# ArrayList Referenz



## Kris (28. Feb 2009)

Hallo

ich habe ein kleoines Verständnisprolem.

Wenn ich in einem Objekt eine Variable des Typs ArrayList erstelle, und diese dann an ein Objekt weiter gebe, dann kann das Objekt diese bearbeiten.
Mit add klappt alles super. Wenn aber eine neue ArrayList des selben Typs erstellt wird und diese dann der übergebenen Variable zugewiesen wird, dann werden die Werte nicht übergeben.

Ein kleines Beispiel siehe unten. Gibt es dafür eine Lösung bzw. könnte mir jemand erklären warum dies der Fall ist?
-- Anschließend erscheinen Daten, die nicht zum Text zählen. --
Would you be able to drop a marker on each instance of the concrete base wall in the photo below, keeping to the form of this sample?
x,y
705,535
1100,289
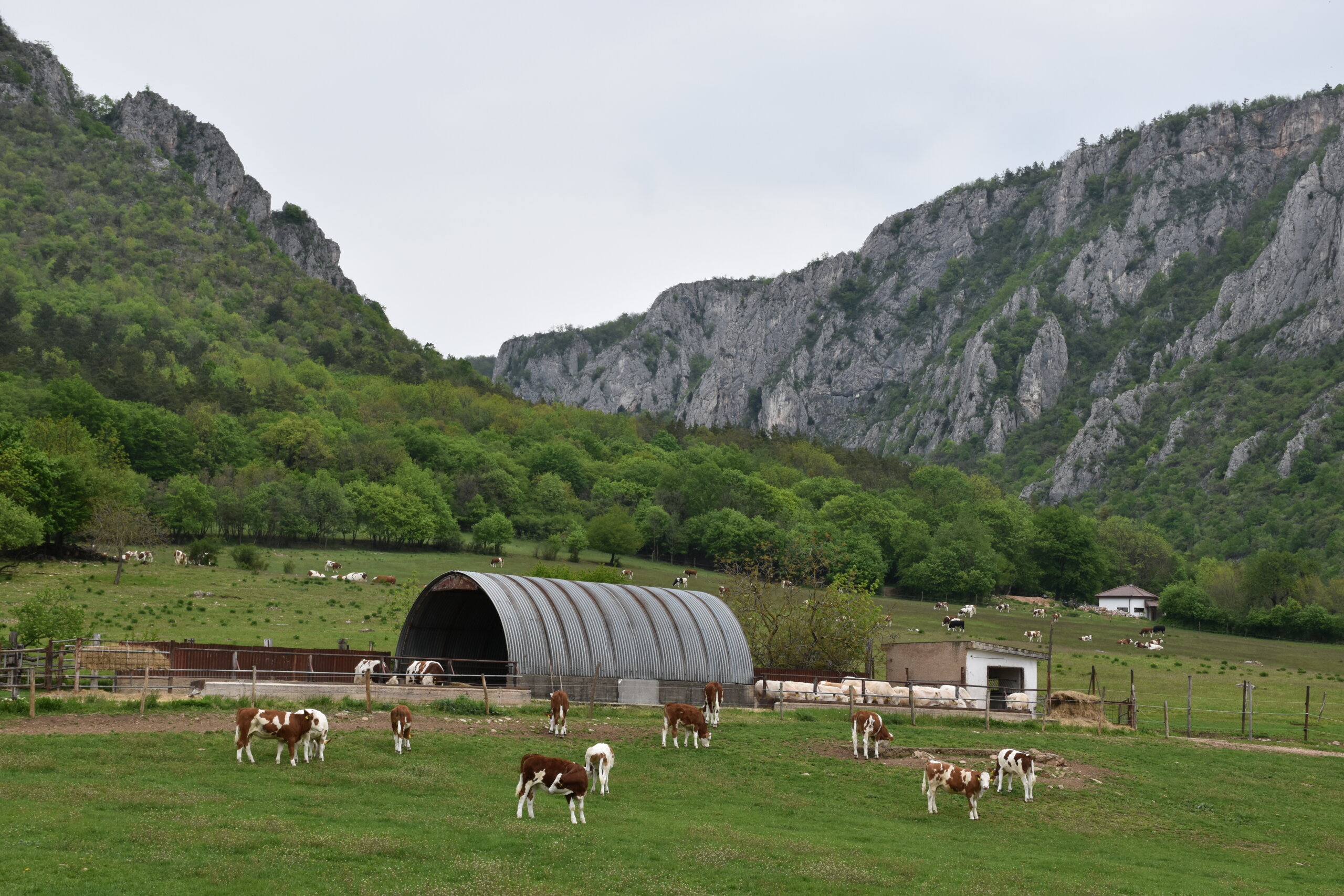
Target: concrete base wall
x,y
382,693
[HIGHLIGHT="Java"]package test;

import java.util.ArrayList;
import java.util.List;


/**
 * @author Kris
 *
 */
public class Main {

	private List<String> strings;

	/**
	 * 
	 */
	public Main(){
		strings =new ArrayList<String>();
		gebeAus();
		new Child(this, strings).aendereStrings();
		gebeAus();
		new Child(this, strings).erneuere();
		gebeAus(); // keine Ausgabe, da die Werte verlorengegangen sind
	}

	/**
	 * 
	 */
	public void gebeAus(){
		for(int i=0;i<strings.size();i++){
			System.out.println(strings.get(i));
		}
	}
	/**
	 * @param args
	 */
	public static void main(String[] args) {
		new Main();
	}

}[/CODE]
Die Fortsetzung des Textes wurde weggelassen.